En fait, dit la jeune femme, il s’agit d’identifier cette déformation de la réalité vivante par la force d’imposition des médias, du monde politique, de la modernité galopante. Et de la combattre. En réintroduisant la réalité humaine. Ramener les choses à hauteur d’homme, dit Jonathan, tout heureux de participer, ultimement, à cette sauvegarde de la vision réelle. Bonheur vite douché par la rectification, implacable : les choses à hauteur de femme, plutôt.

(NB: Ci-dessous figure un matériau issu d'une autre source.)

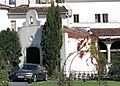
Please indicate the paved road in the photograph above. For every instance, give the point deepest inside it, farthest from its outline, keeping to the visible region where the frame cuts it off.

Il ne lui restait plus qu’à se réfugier dans la musique paisible des vers de son cher Verlaine. Paraphrasant la lamentation finale du poème, Dis, qu’à-tu fait, toi que voilà / Pleurant sans cesse, / Dis, qu’a-tu fais, toi que voilà, / De ta jeunesse ? il se demanda, intérieurement, ce qui restait de notre lucidité personnelle. De notre capacité individuelle à connaître, apprécier la vie réelle. À résister au rouleau compresseur des strates de fausse vie que les forces externes nous assènent. Un autre de ses référents, Pierre Dac, lui apporta un début de réponse. Si la matière grise était plus rose, le monde aurait moins les idées noires.

 

3 commentaires:

Véronique ALLOUCHE a dit…


Excellent article et tellement vrai. Nous sommes conditionnés et croyons à tort à notre liberté de penser.
Paroles d’Alain Souchon de la chanson « Foule sentimentale ». Dernier couplet :
…Foule sentimentale
On a soif d'idéal
Attirée par les étoiles, les voiles
Que des choses pas commerciales
Foule sentimentale
Il faut voir comme on nous parle
Comme on nous parle.

Georges Kabi a dit…
Ce commentaire a été supprimé par l'auteur.
Jonathan a dit…

Jonathan remercie Véronique pour apporter Alain Souchon en renfort poétique de sa théorie et se réjouit d'apprendre qu'on pouvait même trouver un génie chez les Jonathan. C'est Kabi qui l'a dit.